Hhex induces promyelocyte self-renewal and cooperates with growth factor independence to cause myeloid leukemia in mice. (#3)

Jacob T Jackson 1 , Ashley Ng 2 , Benjamin J Shields 1 , Sue Haupt 3 , Ygal Haupt 3 , Matthew P McCormack 1
  1. Australian Centre for Blood Diseases, Monash University, Melbourne, VIC, Australia
  2. The Walter and Eliza Hall Institute of Medical Research, Parkville, VIC, Australia
  3. Peter MacCallum Cancer Centre , Melbourne, Victoria, Australia

The Hematopoietically-expressed homeobox (Hhex) transcription factor is overexpressed in human myeloid leukemias. Conditional knockout models of murine acute myeloid leukemia (AML) indicate that Hhex maintains leukemia stem cell self-renewal by enabling Polycomb-mediated epigenetic repression of the Cdkn2a tumor suppressor locus, encoding p16Ink4a and p19Arf [1]. However, whether Hhex overexpression also affects hematopoietic differentiation is unknown. To study this, we retrovirally overexpressed Hhex in hematopoietic progenitors. This enabled serial replating of myeloid progenitors, leading to the rapid establishment of IL-3-dependent promyelocytic cell lines. Use of a Hhex-ERT2 fusion protein demonstrated that continuous nuclear Hhex is required for transformation, and structure function analysis demonstrated a requirement of the DNA binding and N-terminal repressive domains of Hhex for promyelocytic transformation. This included the N-terminal Pml interaction domain, although deletion of Pml failed to prevent Hhex-induced promyelocyte transformation, implying other critical partners. Furthermore, deletion of p16Ink4a or p19Arf did not promote promyelocyte transformation, indicating that repression of distinct Hhex target genes is required for this process. Indeed, transcriptome analysis showed that Hhex overexpression resulted in repression of several myeloid developmental genes.
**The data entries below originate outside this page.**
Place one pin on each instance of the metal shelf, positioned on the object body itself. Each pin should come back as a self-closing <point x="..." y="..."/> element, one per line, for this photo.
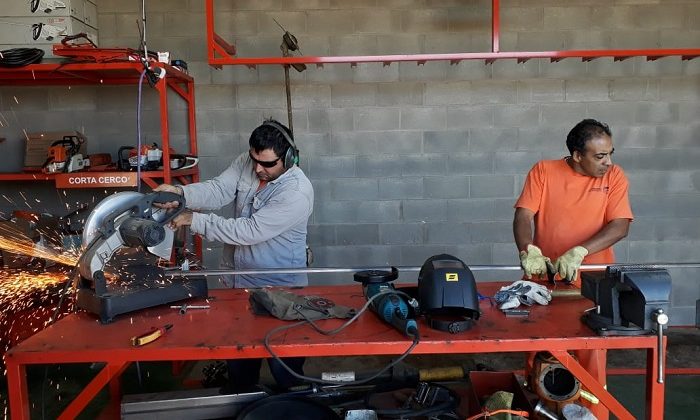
<point x="113" y="73"/>
<point x="221" y="53"/>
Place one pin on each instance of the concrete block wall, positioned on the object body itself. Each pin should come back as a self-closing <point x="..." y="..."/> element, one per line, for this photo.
<point x="412" y="160"/>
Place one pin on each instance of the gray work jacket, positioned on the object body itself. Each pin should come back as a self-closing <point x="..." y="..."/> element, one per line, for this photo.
<point x="269" y="226"/>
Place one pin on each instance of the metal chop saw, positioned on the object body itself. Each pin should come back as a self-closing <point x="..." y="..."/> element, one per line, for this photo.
<point x="123" y="237"/>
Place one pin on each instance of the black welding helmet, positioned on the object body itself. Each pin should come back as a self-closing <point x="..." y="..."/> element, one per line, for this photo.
<point x="447" y="293"/>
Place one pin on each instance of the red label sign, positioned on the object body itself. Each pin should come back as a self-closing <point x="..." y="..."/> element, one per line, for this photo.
<point x="96" y="180"/>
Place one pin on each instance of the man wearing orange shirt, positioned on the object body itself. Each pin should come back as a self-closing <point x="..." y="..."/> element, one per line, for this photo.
<point x="579" y="206"/>
<point x="572" y="211"/>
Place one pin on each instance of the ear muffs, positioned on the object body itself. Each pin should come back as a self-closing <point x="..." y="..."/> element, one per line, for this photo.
<point x="291" y="156"/>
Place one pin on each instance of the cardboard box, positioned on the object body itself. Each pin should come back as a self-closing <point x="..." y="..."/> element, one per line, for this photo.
<point x="38" y="145"/>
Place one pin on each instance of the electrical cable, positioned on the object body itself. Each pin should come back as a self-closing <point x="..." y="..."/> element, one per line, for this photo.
<point x="416" y="340"/>
<point x="18" y="57"/>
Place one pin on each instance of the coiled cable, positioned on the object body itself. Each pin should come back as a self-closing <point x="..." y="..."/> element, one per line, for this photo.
<point x="18" y="57"/>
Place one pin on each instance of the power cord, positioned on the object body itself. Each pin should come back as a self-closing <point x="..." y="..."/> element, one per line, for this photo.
<point x="18" y="57"/>
<point x="416" y="340"/>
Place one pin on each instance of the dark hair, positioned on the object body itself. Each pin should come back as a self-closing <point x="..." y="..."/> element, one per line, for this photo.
<point x="584" y="131"/>
<point x="269" y="137"/>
To test potential for Hhex overexpression to contribute to leukemic transformation, Hhex-transformed promyelocyte lines were rendered growth factor-independent using a constitutively active IL-3 receptor common β subunit (βcV449E). The resultant cell lines resulted in a rapid promyelocytic leukemia in vivo. Thus Hhex overexpression can contribute to myeloid leukemia via multiple mechanisms including differentiation blockade and enabling epigenetic repression of the Cdkn2a locus.

  1. Shields BJ, Jackson JT, Metcalf D, et al. Acute myeloid leukemia requires Hhex to enable PRC2-mediated epigenetic repression of Cdkn2a. Genes Dev. 2016;30(1):78-91.